In our work and family lives, often someone else steps in to enforce accountability. Demerits are issued. Pink slips are distributed. We receive stern-talking-tos and are invited to come-to-Jesus meetings. While negative enforcement isn’t necessarily the result, many of us labor under this expectation.
So is that what we should do for our personal projects? Are we supposed to beat ourselves up inside when we don’t keep our accountability promises? I’ve written previously that “should” is a good word. Is “didn’t” a bad word?
I’ll tell you what I (try to) tell myself. It will be OK. Don’t let it get to you. One failure isn’t the end of the world. Everyone is going to have them.
Be a Kid Again
The best advice for us is to have a toddler mindset. Toddlers see what their parents, siblings, and other toddlers do and they try it. They try to walk and talk and lift things. And they fail. They fail continually. They fail every single time for a while. And they don’t care. They haven’t attached failure to feeling bad. Instead, they have attached trying to feeling good. Some of that is external. Parents are infinitely enthusiastic for toddlers’ attempts and unconcerned, even happy, with toddlers’ failures.
Do toddlers experience all of these failures and decide walking and talking aren’t worth the effort? Somehow no. They persevere. They keep trying until they succeed. And the pattern of failures (_) and successes (+) repeats through early childhood.
_ _ _ _ _ _ _ _ _ _ _ _ _ _ _ _ _ _ _ _ _ _ _ _
_ _ _ _ _ _ + _ _ _ _ _ _ _ _ _ _ + + _ _ _ _ +
_ _ _ + + _ _ _ _ _ _ + _ + _ _ _ _ + + _ _ + _
_ + + + _ _ _ + + _ _ _ + + + _ _ _ + + _ _ _ +
+ + _ _ + + _ _ + _ + + + _ _ + + + _ + + _ + _
+ _ + + + + _ + + + _ _ + + + + _ _ + + _ + + +
+ + _ + + + + + _ + + + + _ + + _ + + + + + _ +
+ + + + _ + + + + _ + + + + + _ + + + _ _ + + +
+ + + _ + + + + + + + + + _ + _ + + + + + + + +
Maybe it’s inevitable that once our success rate at anything increases, then failure becomes a problem for us. We attach success to feeling good and failure to feeling bad. It gets entrenched in our minds that we shouldn’t fail. That may, in fact, be a reason we avoid our personal projects and goals all together. We know a new project will require a lot of failures.
The first failures will just be failures to be accountable. We didn’t work on our project or habit when we said we would. That doesn’t mean we should give up on accountability.
Ideas to Try
How do we get back to a toddler mindset and attach trying to feeling good? Here are a few thoughts:
- Let go of results and outcomes, just focus on the process.
- Accept that failures are part of the process.
- Think of each failure as a learning experience.

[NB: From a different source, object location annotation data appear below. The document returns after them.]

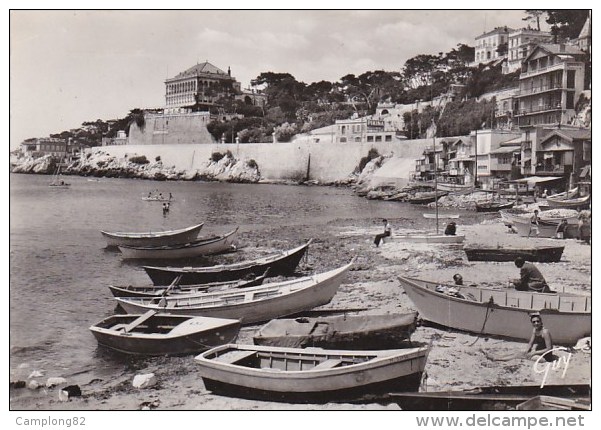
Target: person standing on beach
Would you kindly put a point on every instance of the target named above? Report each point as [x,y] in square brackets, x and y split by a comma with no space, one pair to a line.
[561,229]
[381,236]
[530,278]
[540,342]
[534,220]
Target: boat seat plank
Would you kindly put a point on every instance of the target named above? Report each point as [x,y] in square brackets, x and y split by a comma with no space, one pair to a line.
[328,364]
[140,320]
[232,357]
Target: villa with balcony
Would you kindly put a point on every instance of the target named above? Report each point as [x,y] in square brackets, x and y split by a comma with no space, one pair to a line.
[551,81]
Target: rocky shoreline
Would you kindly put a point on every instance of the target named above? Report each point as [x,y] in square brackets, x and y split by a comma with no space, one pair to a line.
[458,360]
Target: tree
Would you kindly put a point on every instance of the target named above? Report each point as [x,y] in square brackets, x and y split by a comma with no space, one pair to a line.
[533,15]
[566,23]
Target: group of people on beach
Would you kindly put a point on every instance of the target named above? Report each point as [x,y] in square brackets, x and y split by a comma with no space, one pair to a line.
[531,279]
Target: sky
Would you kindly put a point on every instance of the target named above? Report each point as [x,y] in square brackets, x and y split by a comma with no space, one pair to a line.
[71,66]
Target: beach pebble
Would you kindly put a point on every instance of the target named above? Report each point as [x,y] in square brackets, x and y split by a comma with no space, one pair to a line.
[35,374]
[144,381]
[51,382]
[71,391]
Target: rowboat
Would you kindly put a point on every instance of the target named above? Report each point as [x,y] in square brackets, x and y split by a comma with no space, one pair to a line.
[541,254]
[157,199]
[430,238]
[440,216]
[160,290]
[503,313]
[280,264]
[157,238]
[163,334]
[502,397]
[196,248]
[579,202]
[249,305]
[310,375]
[546,228]
[425,198]
[387,331]
[493,206]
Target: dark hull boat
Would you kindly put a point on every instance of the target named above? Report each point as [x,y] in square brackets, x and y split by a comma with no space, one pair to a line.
[161,290]
[541,254]
[493,206]
[280,264]
[387,331]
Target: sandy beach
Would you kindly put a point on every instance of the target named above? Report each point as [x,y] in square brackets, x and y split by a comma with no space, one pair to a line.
[457,360]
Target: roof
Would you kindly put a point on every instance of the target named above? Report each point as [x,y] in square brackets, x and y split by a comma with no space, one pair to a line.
[586,28]
[506,150]
[205,68]
[569,134]
[533,180]
[497,30]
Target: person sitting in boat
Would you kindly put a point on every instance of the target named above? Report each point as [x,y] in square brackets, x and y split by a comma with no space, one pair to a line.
[561,228]
[534,220]
[451,229]
[387,232]
[540,342]
[530,278]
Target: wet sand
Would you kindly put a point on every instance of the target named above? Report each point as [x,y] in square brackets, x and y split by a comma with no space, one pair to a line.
[457,360]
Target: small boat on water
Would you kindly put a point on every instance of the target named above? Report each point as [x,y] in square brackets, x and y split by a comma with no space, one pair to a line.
[493,206]
[280,264]
[160,290]
[430,238]
[503,397]
[541,254]
[503,313]
[152,238]
[249,305]
[196,248]
[578,202]
[440,216]
[310,375]
[386,331]
[154,333]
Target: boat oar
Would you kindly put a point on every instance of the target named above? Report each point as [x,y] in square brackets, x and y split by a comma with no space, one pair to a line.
[152,312]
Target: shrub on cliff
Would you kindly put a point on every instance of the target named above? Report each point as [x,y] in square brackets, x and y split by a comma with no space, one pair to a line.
[139,159]
[216,156]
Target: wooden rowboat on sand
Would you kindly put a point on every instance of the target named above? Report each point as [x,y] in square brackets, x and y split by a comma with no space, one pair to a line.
[385,331]
[541,254]
[309,375]
[152,238]
[279,264]
[163,334]
[160,290]
[249,305]
[503,313]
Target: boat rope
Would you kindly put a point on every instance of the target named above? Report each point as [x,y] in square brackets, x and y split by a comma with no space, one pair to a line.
[488,307]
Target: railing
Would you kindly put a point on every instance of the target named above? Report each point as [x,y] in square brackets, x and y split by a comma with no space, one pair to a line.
[556,169]
[538,109]
[540,89]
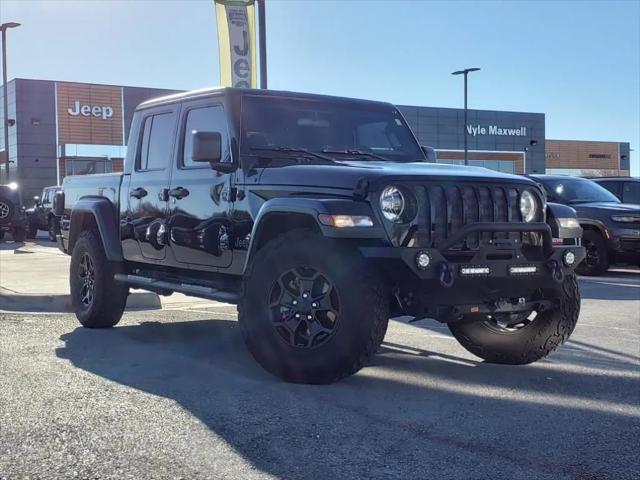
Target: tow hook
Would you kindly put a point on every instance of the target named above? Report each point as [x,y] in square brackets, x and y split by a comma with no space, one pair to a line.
[446,277]
[556,271]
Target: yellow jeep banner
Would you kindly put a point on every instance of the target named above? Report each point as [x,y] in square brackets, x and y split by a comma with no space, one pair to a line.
[237,43]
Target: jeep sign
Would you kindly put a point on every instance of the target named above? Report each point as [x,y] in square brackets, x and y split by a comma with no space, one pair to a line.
[98,111]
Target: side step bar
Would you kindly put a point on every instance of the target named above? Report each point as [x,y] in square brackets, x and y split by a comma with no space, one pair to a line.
[164,286]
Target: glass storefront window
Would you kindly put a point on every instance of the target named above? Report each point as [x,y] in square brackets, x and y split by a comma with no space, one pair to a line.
[87,166]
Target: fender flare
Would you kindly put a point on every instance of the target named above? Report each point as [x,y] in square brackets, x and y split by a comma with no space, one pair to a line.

- Fail faster – as soon as we fail, try again. The faster we fail, just like the toddler, the faster we will start to succeed.
- If, after a reasonable number of attempts, we feel like our accountability technique isn’t working, then try a different accountability technique.
- Remember that we’ll get there. We will succeed. We’re just not there yet. “Yet” is a powerful word to maintain perseverance.
- Be playful. Shrug off the failure like we would missing a basketball shot.
These can apply to either failure to be accountable (not spending the time we intended) or our project itself (not making the progress or getting the result we desired).
If you fail to be accountable, don’t beat yourself up. Get back up, dust yourself off, and try again.
What’s Your Account?
Do you have other ways to deal with a failure to be accountable?